Sans doute, le roi n’est-il pas dépourvu de moyens, mais il lui manque l’essentiel : issu d’un consensus, il est lié par lui ; facteur d’ordre, il ne dispose pas de l’initiative. Tout se passe comme s’il avait un gouvernail, mais pas de dérive, condamné sans cesse à contourner les problèmes. Monopoleur de signes dont il doit assurer la distribution, il ne lui reste qu’à être un habile manipulateur. Le voici soudoyant des Malais et des Tagals pour avoir une garde personnelle en espérant que ces « étrangers », méfiants face à des manoeuvres mal comprises, garderont une neutralité qui serait à son avantage. Le voici encore dévoyant les plus riches des marchands ou en faisant des aristocrates du commerce, tout en gardant en réserve l’arme ethnique. Au total, le pouvoir khmer, c’est la boursouflure généralisée de la politique, l’inexistence ou l’incompréhension du Politique, qui ne peut être que le conservatisme absolu.

L’ensemble fonctionne tant bien que mal, mais la convergence se fait vers un état d’équilibre d’une insigne faiblesse. Si le village abandonne certaines de ses prérogatives au roi, celui-ci ne s’en contente pas forcément : au pouvoir nécessaire, minimum, qui forme la base du consensus, il sait ajouter des suppléments. On peut le voir dans ses tentatives d’intervention dans les rites agraires. Cette intervention est dangereuse, car les rites agraires sont l’un des moyens essentiels par lequel les communautés forgent leur identité et leur unité. Le rassemblement du groupe, la mobilisation des énergies dans la célébration magique/religieuse ou dans ses préparatifs, sont indispensables à la vie de la communauté, qui commande ainsi elle-même à la puissance fantasmatique de son double imaginaire. Le roi, qui prend place dans ce processus, accroît effectivement son influence directe, mais il sape profondément les fondements mêmes de cette influence en privant la communauté d’une part de sa dynamique. A la limite, le despotisme extrême s’apparente au monopole exacerbé du vide absolu qu’il a créé .

Le mécanisme n’est pas que fantasmatique : les dignitaires, comme le roi, cherchent à étendre leur influence. Leur intervention est plus concrète : ils veulent monopoliser toute l’autorité. Forts de leur mandat, de la défense de 1’« intérêt général », ils tentent d’imposer leur conception de la société : il y a ceux qui commandent et ceux qui obéissent. Les premiers sont infaillibles par essence et par nécessité.
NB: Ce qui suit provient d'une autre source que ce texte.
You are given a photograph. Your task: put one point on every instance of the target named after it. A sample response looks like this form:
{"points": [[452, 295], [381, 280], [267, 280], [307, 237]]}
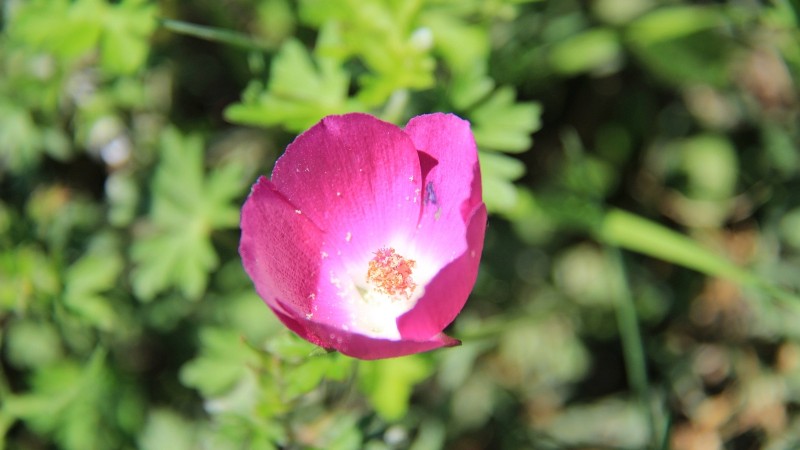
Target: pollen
{"points": [[390, 273]]}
Quoi qu’il arrive, leur supériorité leur donne toujours raison et leur discours devient par là même monologue à peine interrompu par les révoltes.
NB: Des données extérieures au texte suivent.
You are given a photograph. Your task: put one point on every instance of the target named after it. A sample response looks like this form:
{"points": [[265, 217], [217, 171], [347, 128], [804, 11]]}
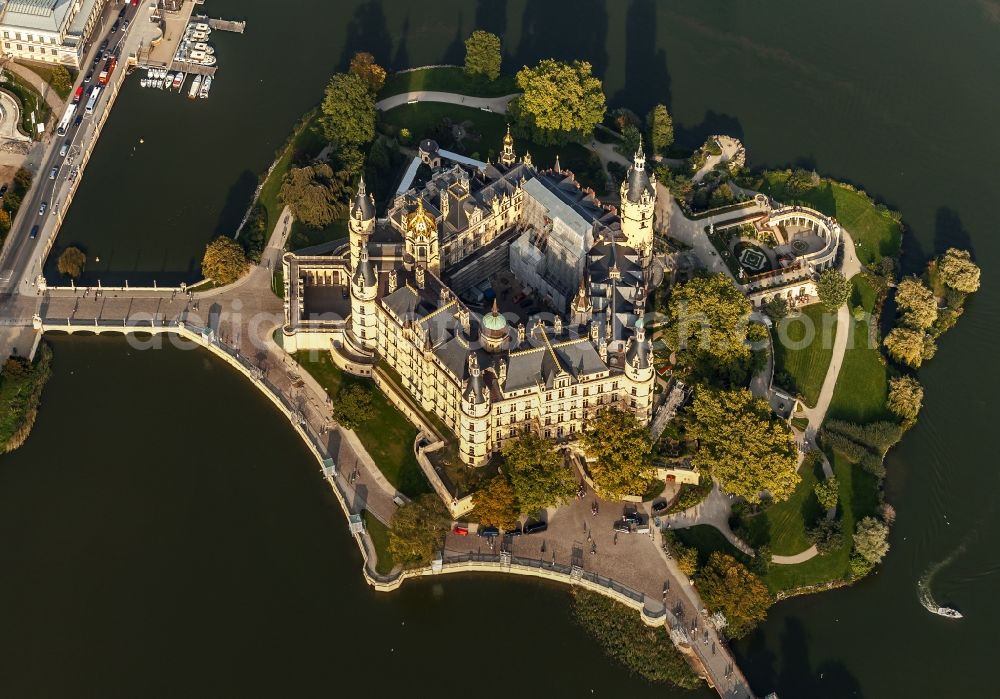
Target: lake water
{"points": [[144, 570]]}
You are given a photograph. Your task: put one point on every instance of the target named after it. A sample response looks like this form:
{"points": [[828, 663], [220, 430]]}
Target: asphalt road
{"points": [[22, 257]]}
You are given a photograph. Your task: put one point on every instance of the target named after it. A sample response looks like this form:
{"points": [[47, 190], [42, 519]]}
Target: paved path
{"points": [[493, 104], [713, 511]]}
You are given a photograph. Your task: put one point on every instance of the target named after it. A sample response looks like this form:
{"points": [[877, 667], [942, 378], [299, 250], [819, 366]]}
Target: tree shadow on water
{"points": [[367, 31], [237, 200], [647, 80]]}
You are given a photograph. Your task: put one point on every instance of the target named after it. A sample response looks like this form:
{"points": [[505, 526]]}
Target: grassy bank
{"points": [[379, 534], [805, 366], [21, 387], [29, 101], [862, 385], [388, 437], [447, 79], [876, 230]]}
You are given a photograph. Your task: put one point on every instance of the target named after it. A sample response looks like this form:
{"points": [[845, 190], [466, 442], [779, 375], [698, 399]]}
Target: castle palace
{"points": [[505, 297]]}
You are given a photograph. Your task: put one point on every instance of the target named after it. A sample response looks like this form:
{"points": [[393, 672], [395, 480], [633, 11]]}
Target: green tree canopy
{"points": [[917, 303], [909, 346], [661, 129], [224, 261], [417, 530], [352, 406], [707, 327], [316, 194], [871, 540], [906, 396], [364, 66], [729, 587], [482, 54], [348, 110], [537, 473], [561, 102], [833, 289], [827, 492], [496, 505], [618, 448], [71, 262], [742, 444], [959, 271]]}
Univers clos, que celui de ces mandarins, autoritaires, ne reconnaissant que leur rationalité, jusqu’à en faire un mythe, un mirage. Heureusement pour le paysan khmer, les mandarins ont besoin du désordre pour leurs louches opérations et sont de piètres bureaucrates. Derrière la façade du formalisme, il n’y a que discontinuité. Comment expliquer autrement le comportement, naïf à nos yeux, de la princesse Malika, femme de Yukanthor, qui, ayant obtenu de Norodom malade un testament notoirement litigieux, attend qu’un nouveau Résident soit nommé pour tenter de le faire valoir (AOM Paris NF 570 ; 1906). Au total, le village est infantilisé  299 , à l’image de son mesrok conçu comme un mouton au service de ses maîtres. Manquant finalement de moyens, la communauté dépense d’autant plus d’énergie à assurer son unité, atrophie encore davantage toute capacité d’initiative déséquilibrante par nature. Lorsque la colère mobilise les énergies, la communauté se trouve confrontée à son propre vide, à son incapacité organisationnelle : au-delà des tâches quotidiennes, la révolte est un geste suicidaire, qui ne manque pas de panache, mais qui ne mène à rien,

Cet immobilisme , déjà dangereux au XIXe siècle, le Protectorat va le perfectionner. L’administration locale, autour du mékhum élu/désigné, va devenir le rouage le plus pesant de l’administration coloniale. Le mékhum est l’homme à tout faire du « centre », ce qui a pour conséquence qu’il ne peut rien faire en dehors de lever les taxes. Seule manifestation autorisée (par le pouvoir colonial) du village, il s’oppose en fait à ce dernier, bien davantage que les anciens mesrok. Or la communauté encore affaiblie fait désormais face à une série d’appareils renforcés. Le bouddhisme est centralisé, « scientisé ». Les actes d’autorité, toujours pétris de bonnes intentions, se multiplient. Par exemple, l’édification des pagodes est désormais soumises à autorisation ; louable souci d’éviter la prolifération et la décadence artistique, mais intrusion supplémentaire dans l’un des derniers domaines réservés du village. La mise en place d’écoles dans les pagodes vise à empêcher une coupure profonde fort préjudiciable, mais le projet manque de moyens et achoppe sur la fluidité au sein du vat : il est impossible d’avoir des maîtres permanents. Surtout, les motifs politiques empêchent l’enseignement de s’autonomiser vis-à-vis du bouddhisme, qui condense le conservatisme. Enfin, l’administration est d’autant plus tentaculaire qu’elle est double : les Français laissent en place l’appareil khmer, bâtissant à côté de lui un appareil à l’européenne, à personnel vietnamien. L’Etat khmer est de plus en plus « réel », « matériel », trop sans doute pour les Khmers qui se montrent pour une fois plus royalistes que leur roi : en 1916, des milliers de manifestants, se groupant de village en village, vont jusqu’à Phnom-Penh pour protester contre les taxes, les corvées, le cadastrage. Ils veulent voir le roi, l’obligent à se présenter, l’écoutent, mais ne lui obéissent pas. Ultime sursaut ? L’indépendance sera faite par Sihanouk, qui continuera la même politique, édifiant face à l’Occident des façades coûteuses comme autant de murailles destinées à arrêter le temps.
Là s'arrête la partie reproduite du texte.